Scientific classification
- Kingdom: Animalia
- Phylum: Mollusca
- Class: Gastropoda
- Subclass: Caenogastropoda
- Order: Neogastropoda
- Superfamily: Conoidea
- Family: Conidae
- Genus: Conasprella
- Species: C. ione
- Binomial name: Conasprella ione (Fulton, 1938)
- Synonyms: Conasprella (Endemoconus) ione (Fulton, 1938) · accepted, alternate representation; Conus ione, 1938 Fulton, 1938 (basionym); Endemoconus ione (Fulton, 1938); Yedoconus ione(Fulton, 1938);

= Conasprella ione =

- Authority: (Fulton, 1938)
- Conservation status: LC
- Synonyms: Conasprella (Endemoconus) ione (Fulton, 1938) · accepted, alternate representation, Conus ione, 1938 Fulton, 1938 (basionym), Endemoconus ione (Fulton, 1938), Yedoconus ione(Fulton, 1938)

Species of gastropod

Conasprella ione, common name the ione cone, is a species of sea snail, a marine gastropod mollusk in the family Conidae, the cone snails and their allies.

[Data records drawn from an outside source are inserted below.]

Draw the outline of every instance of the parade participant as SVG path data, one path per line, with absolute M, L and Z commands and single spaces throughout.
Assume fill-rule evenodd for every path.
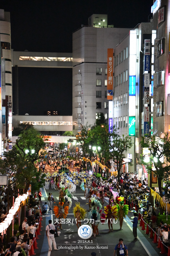
M 124 201 L 122 201 L 120 202 L 120 206 L 118 204 L 116 205 L 116 207 L 118 210 L 118 216 L 119 219 L 120 230 L 123 229 L 122 227 L 124 218 L 126 218 L 126 215 L 127 215 L 128 213 L 128 206 L 127 204 L 125 204 L 123 207 L 124 203 Z
M 123 240 L 122 238 L 120 238 L 119 244 L 117 244 L 115 248 L 114 256 L 115 256 L 116 252 L 117 256 L 123 256 L 123 255 L 128 255 L 128 248 L 126 245 L 123 243 Z
M 78 229 L 79 224 L 80 227 L 81 225 L 81 219 L 84 220 L 84 216 L 86 213 L 86 210 L 83 207 L 80 206 L 80 202 L 76 203 L 75 206 L 73 208 L 73 213 L 75 218 L 76 225 Z

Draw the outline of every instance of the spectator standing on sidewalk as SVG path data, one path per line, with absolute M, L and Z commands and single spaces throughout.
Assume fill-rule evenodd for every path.
M 46 236 L 48 239 L 48 246 L 49 247 L 49 251 L 52 251 L 52 245 L 53 245 L 54 249 L 55 250 L 58 250 L 56 247 L 56 243 L 55 240 L 54 235 L 50 232 L 51 230 L 55 230 L 55 226 L 52 224 L 52 220 L 48 220 L 49 225 L 47 225 L 45 229 L 45 233 Z
M 134 212 L 133 213 L 134 216 L 133 221 L 131 222 L 133 223 L 133 234 L 134 236 L 134 240 L 136 241 L 137 240 L 137 223 L 138 223 L 138 220 L 137 216 L 137 213 Z

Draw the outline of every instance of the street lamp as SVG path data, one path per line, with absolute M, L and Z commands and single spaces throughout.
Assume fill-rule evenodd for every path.
M 76 122 L 75 122 L 74 123 L 74 124 L 81 124 L 81 127 L 82 127 L 82 128 L 83 128 L 83 126 L 82 126 L 82 124 L 81 124 L 81 123 L 76 123 Z

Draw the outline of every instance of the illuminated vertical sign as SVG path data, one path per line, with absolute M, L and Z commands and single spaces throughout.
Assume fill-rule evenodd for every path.
M 129 96 L 135 96 L 136 95 L 136 76 L 129 76 Z
M 129 117 L 129 135 L 135 136 L 135 116 Z
M 107 99 L 113 100 L 113 49 L 108 49 Z
M 113 118 L 109 118 L 109 132 L 112 131 L 112 127 L 113 126 Z
M 145 39 L 144 70 L 150 70 L 150 39 Z

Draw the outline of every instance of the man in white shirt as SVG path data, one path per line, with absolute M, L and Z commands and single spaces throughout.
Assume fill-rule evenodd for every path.
M 27 218 L 25 217 L 24 219 L 24 221 L 22 224 L 22 229 L 24 230 L 25 234 L 27 231 Z
M 49 225 L 47 225 L 45 229 L 45 232 L 48 239 L 48 242 L 49 247 L 49 250 L 52 251 L 52 244 L 53 245 L 54 250 L 58 250 L 56 247 L 56 243 L 55 240 L 54 234 L 51 234 L 49 232 L 50 230 L 55 231 L 55 226 L 51 224 L 52 220 L 48 220 L 48 223 L 49 223 Z

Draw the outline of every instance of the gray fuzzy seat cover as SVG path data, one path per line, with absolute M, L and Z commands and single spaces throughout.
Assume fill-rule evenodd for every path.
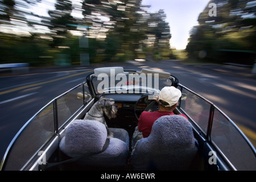
M 197 148 L 191 123 L 181 115 L 166 115 L 154 123 L 147 138 L 138 140 L 132 152 L 135 170 L 189 169 Z
M 60 141 L 60 148 L 71 158 L 80 156 L 100 151 L 106 138 L 105 125 L 94 120 L 77 119 L 67 129 L 66 134 Z M 76 163 L 80 165 L 102 167 L 123 166 L 128 155 L 129 149 L 126 143 L 118 138 L 111 138 L 105 151 L 82 158 Z

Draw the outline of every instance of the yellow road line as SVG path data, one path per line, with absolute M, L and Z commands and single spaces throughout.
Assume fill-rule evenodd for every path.
M 241 125 L 236 124 L 243 134 L 248 138 L 251 144 L 256 147 L 256 133 L 253 130 Z
M 17 91 L 17 90 L 19 90 L 27 89 L 27 88 L 30 88 L 30 87 L 33 87 L 33 86 L 36 86 L 40 85 L 43 85 L 43 84 L 50 83 L 51 82 L 54 82 L 54 81 L 59 81 L 59 80 L 63 80 L 63 79 L 68 78 L 69 77 L 73 77 L 73 76 L 77 76 L 77 75 L 80 75 L 87 73 L 90 72 L 91 71 L 92 71 L 91 70 L 87 71 L 86 72 L 81 72 L 81 73 L 76 73 L 76 74 L 74 74 L 74 75 L 69 75 L 69 76 L 65 76 L 65 77 L 61 77 L 61 78 L 56 78 L 56 79 L 54 79 L 54 80 L 52 80 L 44 81 L 44 82 L 39 82 L 39 83 L 37 83 L 37 84 L 31 84 L 31 85 L 25 85 L 25 86 L 22 86 L 15 88 L 14 89 L 7 90 L 3 91 L 3 92 L 0 92 L 0 95 L 2 95 L 2 94 L 6 94 L 6 93 L 10 93 L 10 92 L 15 92 L 15 91 Z

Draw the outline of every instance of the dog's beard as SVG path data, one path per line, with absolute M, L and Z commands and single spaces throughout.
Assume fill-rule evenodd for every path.
M 117 117 L 117 107 L 115 105 L 112 105 L 112 107 L 105 107 L 104 111 L 105 114 L 109 119 Z

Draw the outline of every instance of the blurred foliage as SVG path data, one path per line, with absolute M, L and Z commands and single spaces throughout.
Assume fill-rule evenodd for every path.
M 148 13 L 141 0 L 81 2 L 56 0 L 42 16 L 32 10 L 50 1 L 0 0 L 0 63 L 53 65 L 64 55 L 79 64 L 84 53 L 90 63 L 173 56 L 163 10 Z M 81 37 L 88 47 L 80 46 Z
M 210 3 L 217 5 L 216 16 L 209 15 L 208 5 L 200 14 L 199 25 L 191 31 L 186 48 L 188 57 L 222 63 L 236 59 L 231 57 L 240 52 L 243 57 L 237 63 L 253 64 L 256 53 L 256 1 L 212 0 Z

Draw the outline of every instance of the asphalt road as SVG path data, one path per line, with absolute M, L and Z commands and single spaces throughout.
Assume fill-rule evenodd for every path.
M 40 108 L 85 80 L 88 65 L 31 69 L 19 75 L 1 75 L 0 158 L 16 133 Z M 133 61 L 105 66 L 169 72 L 180 83 L 213 102 L 237 123 L 256 146 L 256 76 L 247 68 L 230 65 L 189 65 L 179 61 Z

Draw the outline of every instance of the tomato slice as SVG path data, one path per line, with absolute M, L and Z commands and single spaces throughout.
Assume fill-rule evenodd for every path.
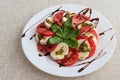
M 64 59 L 56 60 L 56 62 L 62 66 L 70 66 L 78 60 L 78 51 L 75 48 L 70 48 L 69 53 Z
M 77 25 L 84 22 L 85 20 L 89 20 L 89 18 L 85 15 L 76 14 L 72 17 L 72 26 L 76 29 Z
M 43 55 L 53 51 L 56 48 L 56 44 L 47 44 L 47 45 L 41 45 L 37 44 L 37 48 L 40 52 L 42 52 Z
M 50 29 L 47 29 L 44 23 L 38 25 L 37 32 L 42 36 L 54 36 L 54 32 L 51 31 Z
M 63 18 L 64 11 L 59 11 L 53 16 L 53 21 L 58 24 L 59 26 L 62 26 L 62 18 Z
M 93 34 L 93 35 L 96 37 L 96 39 L 98 39 L 97 32 L 96 32 L 95 29 L 92 28 L 91 26 L 84 26 L 84 27 L 82 27 L 82 28 L 80 29 L 80 33 L 81 33 L 81 34 L 82 34 L 82 33 L 85 33 L 85 32 Z
M 90 58 L 91 56 L 93 56 L 93 54 L 95 53 L 95 50 L 96 50 L 96 45 L 95 45 L 94 41 L 87 36 L 78 36 L 77 40 L 79 40 L 79 39 L 86 39 L 90 44 L 91 51 L 90 51 L 89 56 L 87 58 Z

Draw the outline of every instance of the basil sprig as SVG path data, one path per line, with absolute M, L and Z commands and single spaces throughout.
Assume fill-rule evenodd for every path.
M 76 37 L 79 35 L 79 30 L 73 30 L 71 18 L 69 18 L 62 27 L 57 24 L 53 24 L 51 29 L 56 33 L 56 35 L 49 39 L 49 44 L 65 42 L 72 48 L 76 48 L 78 46 Z

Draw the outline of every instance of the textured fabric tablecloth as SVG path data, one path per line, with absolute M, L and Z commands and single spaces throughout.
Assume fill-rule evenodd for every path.
M 27 21 L 37 12 L 62 3 L 91 7 L 113 25 L 117 44 L 107 64 L 81 77 L 62 78 L 34 67 L 24 56 L 20 36 Z M 0 80 L 120 80 L 120 0 L 0 0 Z

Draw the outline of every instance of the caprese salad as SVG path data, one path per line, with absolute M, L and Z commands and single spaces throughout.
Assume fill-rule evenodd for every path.
M 42 55 L 69 66 L 95 53 L 98 34 L 88 16 L 57 11 L 37 26 L 35 38 Z

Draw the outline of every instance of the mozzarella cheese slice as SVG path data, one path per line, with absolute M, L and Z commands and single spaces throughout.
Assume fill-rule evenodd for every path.
M 66 17 L 66 15 L 67 15 L 68 17 Z M 69 17 L 72 17 L 72 16 L 74 16 L 74 13 L 70 13 L 69 11 L 66 11 L 66 12 L 63 14 L 62 22 L 63 22 L 63 23 L 66 22 L 66 21 L 69 19 Z
M 54 60 L 63 59 L 69 52 L 69 47 L 66 43 L 59 43 L 57 47 L 50 53 Z
M 36 39 L 37 42 L 40 41 L 40 35 L 38 33 L 35 34 L 35 39 Z
M 47 28 L 50 28 L 52 26 L 52 23 L 53 23 L 52 17 L 46 18 L 45 25 L 46 25 Z
M 47 41 L 49 40 L 51 36 L 43 36 L 41 39 L 40 39 L 40 44 L 42 45 L 45 45 L 47 44 Z
M 79 49 L 79 46 L 85 41 L 85 43 L 88 45 L 88 48 L 90 49 L 90 44 L 87 40 L 85 39 L 80 39 L 78 40 L 78 49 Z M 88 56 L 89 56 L 89 53 L 90 52 L 78 52 L 78 59 L 79 60 L 84 60 L 86 59 Z
M 77 28 L 78 29 L 81 29 L 82 27 L 84 26 L 91 26 L 91 27 L 94 27 L 94 24 L 91 22 L 91 21 L 85 21 L 84 23 L 80 23 Z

Like all species within the genus Conasprella, these cone snails are predatory and venomous. They are capable of stinging humans, therefore live ones should be handled carefully or not at all.

==Description==

The size of the shell varies between 40 mm and 76 mm.
==Distribution==
This marine species occurs off Mozambique, Réunion, the Loyalty Islands, the Philippines, in the South China Sea; off Taiwan, Japan, New Caledonia and Western Australia.